Pourquoi la mer Méditerranée est-elle aussi chaude cet été ?

La plage de la Pointe Rouge, à Marseille. (Photo by CLEMENT MAHOUDEAU / AFP)
La plage de la Pointe Rouge, à Marseille. (Photo by CLEMENT MAHOUDEAU / AFP)

La température de l'eau atteint jusqu'à 30 degrés, soit 4 à 6 degrés de plus que la température enregistrée normalement à cette période de l'année.

Une température de l'eau digne de celles des mers des Caraïbes. Avec jusqu'à 30 degrés par endroits, la mer Méditerranée bat des records de chaleur cet été. Une situation anormale qui fait le bonheur des baigneurs.
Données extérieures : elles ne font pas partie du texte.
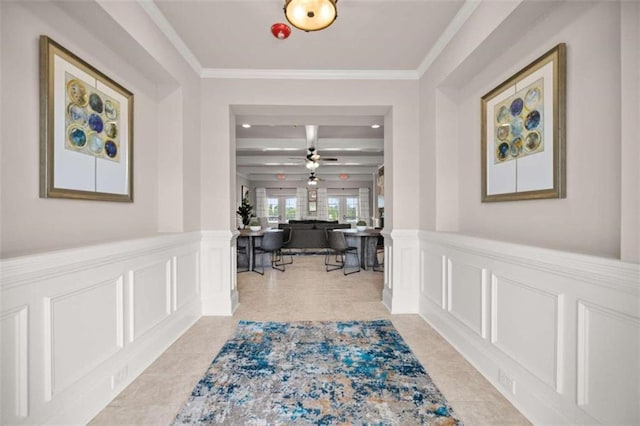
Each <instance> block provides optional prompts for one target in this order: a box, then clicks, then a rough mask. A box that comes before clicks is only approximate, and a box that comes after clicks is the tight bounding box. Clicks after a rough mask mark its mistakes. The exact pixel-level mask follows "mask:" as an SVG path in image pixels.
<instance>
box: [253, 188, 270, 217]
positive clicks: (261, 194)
mask: <svg viewBox="0 0 640 426" xmlns="http://www.w3.org/2000/svg"><path fill="white" fill-rule="evenodd" d="M255 207H256V211H255V215H256V216H257V217H267V209H268V207H267V190H266V189H265V188H256V206H255Z"/></svg>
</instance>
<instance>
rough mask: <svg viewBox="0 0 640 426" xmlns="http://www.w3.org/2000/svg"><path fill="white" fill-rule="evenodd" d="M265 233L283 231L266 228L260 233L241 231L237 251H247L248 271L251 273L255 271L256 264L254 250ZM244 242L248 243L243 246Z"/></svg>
mask: <svg viewBox="0 0 640 426" xmlns="http://www.w3.org/2000/svg"><path fill="white" fill-rule="evenodd" d="M265 232H282V229H272V228H266V229H260V230H258V231H252V230H251V229H241V230H240V234H239V235H238V243H237V249H238V250H240V249H241V248H244V249H245V255H246V257H247V267H248V268H249V269H248V270H249V271H253V267H254V265H255V263H256V260H255V254H254V251H253V248H254V247H256V244H258V243H259V241H260V240H261V239H262V237H263V236H264V234H265ZM243 240H246V242H247V243H246V244H241V241H243ZM267 254H268V253H267ZM262 263H264V262H261V264H262ZM238 266H244V264H242V265H238Z"/></svg>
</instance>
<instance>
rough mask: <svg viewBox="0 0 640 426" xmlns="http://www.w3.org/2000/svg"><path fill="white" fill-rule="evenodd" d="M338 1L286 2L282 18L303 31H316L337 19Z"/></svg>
mask: <svg viewBox="0 0 640 426" xmlns="http://www.w3.org/2000/svg"><path fill="white" fill-rule="evenodd" d="M337 2H338V0H286V3H285V5H284V16H285V17H286V18H287V21H289V23H290V24H291V25H293V26H294V27H296V28H298V29H301V30H303V31H318V30H322V29H325V28H327V27H328V26H329V25H331V24H333V21H335V20H336V18H337V17H338V7H337V6H336V3H337Z"/></svg>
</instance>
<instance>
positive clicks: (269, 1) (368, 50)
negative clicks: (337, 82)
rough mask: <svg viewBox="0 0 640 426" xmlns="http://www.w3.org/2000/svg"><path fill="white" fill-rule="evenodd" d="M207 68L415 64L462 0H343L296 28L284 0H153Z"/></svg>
mask: <svg viewBox="0 0 640 426" xmlns="http://www.w3.org/2000/svg"><path fill="white" fill-rule="evenodd" d="M155 4H156V5H157V7H158V9H159V10H160V12H161V13H162V14H163V15H164V16H165V18H166V19H167V21H168V22H169V23H170V24H171V26H172V27H173V29H174V30H175V31H176V33H177V34H178V35H179V36H180V38H181V39H182V41H184V43H185V44H186V45H187V46H188V47H189V50H191V52H192V53H193V54H194V55H195V57H196V59H197V60H198V62H199V63H200V65H201V66H202V67H203V68H209V69H268V70H273V69H286V70H415V69H417V68H418V66H419V65H420V63H421V61H422V60H423V59H424V58H425V57H426V55H427V53H428V52H429V51H430V49H431V48H432V47H433V46H434V44H435V43H436V41H437V40H438V38H439V36H440V35H441V34H442V32H443V31H444V29H445V28H446V27H447V25H448V24H449V22H451V20H452V19H453V17H454V16H455V14H456V13H457V12H458V10H459V9H460V7H461V6H462V5H463V0H439V1H438V0H422V1H420V0H413V1H406V0H388V1H380V0H340V1H338V19H337V20H336V22H335V23H334V24H333V25H332V26H330V27H329V28H327V29H325V30H322V31H316V32H308V33H306V32H304V31H300V30H298V29H296V28H292V33H291V36H290V37H289V38H288V39H287V40H278V39H276V38H275V37H273V36H272V35H271V33H270V28H271V25H272V24H274V23H277V22H285V23H286V19H285V17H284V13H283V5H284V0H233V1H220V0H208V1H203V0H199V1H193V0H182V1H176V0H155Z"/></svg>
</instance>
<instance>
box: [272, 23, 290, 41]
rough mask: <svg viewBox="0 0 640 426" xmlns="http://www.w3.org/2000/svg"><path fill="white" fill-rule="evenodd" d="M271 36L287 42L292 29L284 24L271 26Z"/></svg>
mask: <svg viewBox="0 0 640 426" xmlns="http://www.w3.org/2000/svg"><path fill="white" fill-rule="evenodd" d="M271 34H273V36H274V37H275V38H277V39H278V40H285V39H286V38H287V37H289V35H290V34H291V27H289V26H288V25H287V24H283V23H282V22H278V23H276V24H273V25H272V26H271Z"/></svg>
Un phénomène que les spécialistes appellent une "vague de chaleur océanique", à partir du moment où la température de surface de l'eau atteint un certain seuil. "Une zone est en vague de chaleur océanique lorsque l'écart à la température normale sur 30 ans de mesures se situe au dessus du 99e percentile, (c'est-à-dire que 99% des températures relevées durant cette période étaient inférieures), sur au moins 20% de la surface totale, et cela pendant minimum 5 jours consécutifs", nous explique Thibault Guinaldo, ingénieur de recherche du Centre National de Recherches Météorologiques à l’antenne de Lannion.

Les spécialistes redoutent "la prolifération d'algues toxiques"
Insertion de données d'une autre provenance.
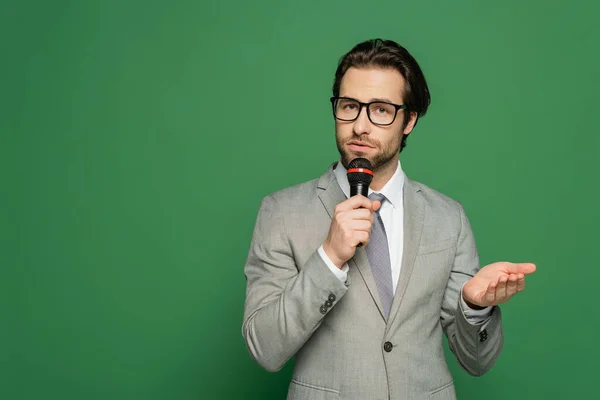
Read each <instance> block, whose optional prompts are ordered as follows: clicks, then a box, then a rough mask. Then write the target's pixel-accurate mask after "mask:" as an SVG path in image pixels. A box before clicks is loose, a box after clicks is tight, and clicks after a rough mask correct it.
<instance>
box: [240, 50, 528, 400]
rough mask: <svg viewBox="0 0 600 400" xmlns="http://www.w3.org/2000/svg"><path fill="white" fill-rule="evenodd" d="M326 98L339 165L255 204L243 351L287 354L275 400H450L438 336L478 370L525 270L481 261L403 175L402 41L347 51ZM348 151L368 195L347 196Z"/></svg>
mask: <svg viewBox="0 0 600 400" xmlns="http://www.w3.org/2000/svg"><path fill="white" fill-rule="evenodd" d="M331 101H332V106H333V113H334V117H335V123H336V126H335V130H336V142H337V147H338V150H339V152H340V156H341V158H340V162H337V163H334V164H332V165H331V166H330V167H329V168H328V169H327V171H326V172H325V173H324V175H322V176H321V177H320V178H319V179H316V180H313V181H310V182H306V183H303V184H300V185H296V186H293V187H289V188H286V189H283V190H281V191H279V192H276V193H274V194H272V195H270V196H267V197H265V198H264V199H263V201H262V204H261V207H260V211H259V214H258V218H257V221H256V227H255V231H254V235H253V238H252V243H251V246H250V251H249V255H248V259H247V262H246V266H245V274H246V278H247V292H246V304H245V312H244V321H243V329H242V331H243V336H244V339H245V340H246V344H247V346H248V349H249V351H250V354H251V355H252V357H253V359H254V360H256V361H257V362H258V363H259V364H260V365H262V366H263V367H264V368H266V369H267V370H269V371H277V370H279V369H280V368H281V367H282V366H283V365H284V364H285V363H286V362H287V361H288V360H289V359H290V358H291V357H293V356H295V359H296V362H295V369H294V374H293V378H292V381H291V383H290V387H289V392H288V399H360V400H374V399H392V400H395V399H411V400H412V399H454V398H455V391H454V386H453V379H452V376H451V375H450V372H449V370H448V367H447V364H446V361H445V357H444V351H443V340H442V333H444V334H445V335H446V336H447V338H448V343H449V345H450V348H451V350H452V352H453V353H454V355H455V356H456V358H457V360H458V362H459V363H460V365H461V366H462V367H463V368H464V369H465V370H466V371H467V372H468V373H470V374H472V375H475V376H480V375H482V374H484V373H485V372H487V371H488V370H489V369H490V368H491V367H492V365H493V364H494V362H495V361H496V359H497V357H498V355H499V353H500V350H501V348H502V343H503V336H502V328H501V313H500V308H499V307H498V304H500V303H503V302H505V301H506V300H508V299H509V298H510V297H511V296H513V295H514V294H515V293H517V292H520V291H522V290H523V288H524V285H525V275H526V274H529V273H532V272H533V271H534V270H535V265H533V264H529V263H525V264H514V263H509V262H498V263H494V264H490V265H488V266H485V267H483V268H481V269H480V266H479V258H478V254H477V249H476V246H475V240H474V238H473V233H472V230H471V227H470V225H469V221H468V219H467V217H466V215H465V212H464V209H463V207H462V205H461V204H460V203H459V202H457V201H454V200H452V199H450V198H448V197H446V196H444V195H443V194H441V193H439V192H436V191H434V190H433V189H430V188H429V187H427V186H425V185H423V184H421V183H418V182H415V181H412V180H410V179H409V178H408V177H407V176H406V175H405V174H404V172H403V171H402V167H401V164H400V161H399V154H400V152H401V150H402V149H403V147H404V146H405V144H406V138H407V137H408V135H409V134H410V133H411V131H412V129H413V128H414V126H415V124H416V123H417V120H418V118H420V117H422V116H423V115H424V114H425V112H426V111H427V107H428V105H429V102H430V100H429V91H428V88H427V84H426V81H425V78H424V76H423V74H422V72H421V69H420V68H419V66H418V64H417V62H416V61H415V60H414V58H413V57H412V56H411V55H410V54H409V53H408V52H407V51H406V50H405V49H404V48H403V47H401V46H399V45H398V44H397V43H395V42H393V41H383V40H379V39H378V40H371V41H367V42H364V43H360V44H358V45H357V46H355V47H354V48H353V49H352V50H351V51H350V52H349V53H348V54H346V55H345V56H344V57H343V58H342V59H341V61H340V63H339V65H338V69H337V71H336V75H335V83H334V87H333V97H332V99H331ZM358 157H362V158H366V159H368V160H369V161H370V162H371V164H372V166H373V172H374V178H373V181H372V183H371V186H370V189H369V193H370V196H369V197H370V198H366V197H363V196H360V195H358V196H353V197H350V194H349V193H350V190H349V184H348V180H347V175H346V174H347V171H346V170H347V168H348V164H349V163H350V161H352V160H353V159H355V158H358ZM371 197H372V199H371ZM359 244H361V245H359Z"/></svg>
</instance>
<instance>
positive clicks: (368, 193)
mask: <svg viewBox="0 0 600 400" xmlns="http://www.w3.org/2000/svg"><path fill="white" fill-rule="evenodd" d="M357 194H362V195H363V196H365V197H367V198H368V197H369V184H368V183H363V182H354V183H353V184H352V185H350V197H352V196H356V195H357ZM356 247H362V243H359V244H357V245H356Z"/></svg>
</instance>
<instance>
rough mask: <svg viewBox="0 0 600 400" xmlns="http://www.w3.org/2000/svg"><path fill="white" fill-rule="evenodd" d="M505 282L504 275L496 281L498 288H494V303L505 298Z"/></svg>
mask: <svg viewBox="0 0 600 400" xmlns="http://www.w3.org/2000/svg"><path fill="white" fill-rule="evenodd" d="M506 281H508V277H507V276H506V275H503V276H501V277H500V279H498V286H496V301H502V300H504V299H505V298H506Z"/></svg>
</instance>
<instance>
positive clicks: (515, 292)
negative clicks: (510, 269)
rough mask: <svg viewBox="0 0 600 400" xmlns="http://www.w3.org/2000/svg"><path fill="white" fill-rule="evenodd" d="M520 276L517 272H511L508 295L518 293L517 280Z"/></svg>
mask: <svg viewBox="0 0 600 400" xmlns="http://www.w3.org/2000/svg"><path fill="white" fill-rule="evenodd" d="M518 280H519V277H518V276H517V275H516V274H510V275H509V277H508V282H507V283H506V296H507V297H510V296H512V295H514V294H515V293H517V281H518Z"/></svg>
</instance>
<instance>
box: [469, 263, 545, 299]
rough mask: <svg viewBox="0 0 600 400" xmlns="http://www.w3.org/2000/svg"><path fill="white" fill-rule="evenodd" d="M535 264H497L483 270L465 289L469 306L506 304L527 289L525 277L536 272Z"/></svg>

Pour expliquer les 30 degrés atteints dans certains points de la Méditerranée, les multiples vagues de chaleur qui touchent la France et particulièrement le Sud-Est du pays. "Les températures de l’air restent au-dessus des normales de saison sur des périodes longues. Les conditions anticycloniques ne favorisent pas non plus l’apparition de vent qui pourrait aider au brassage et donc au refroidissement des eaux de surface. Toutes les composantes sont réunies pour avoir un chauffage durable par l’atmosphère de la surface de la mer", poursuit Thibault Guinaldo.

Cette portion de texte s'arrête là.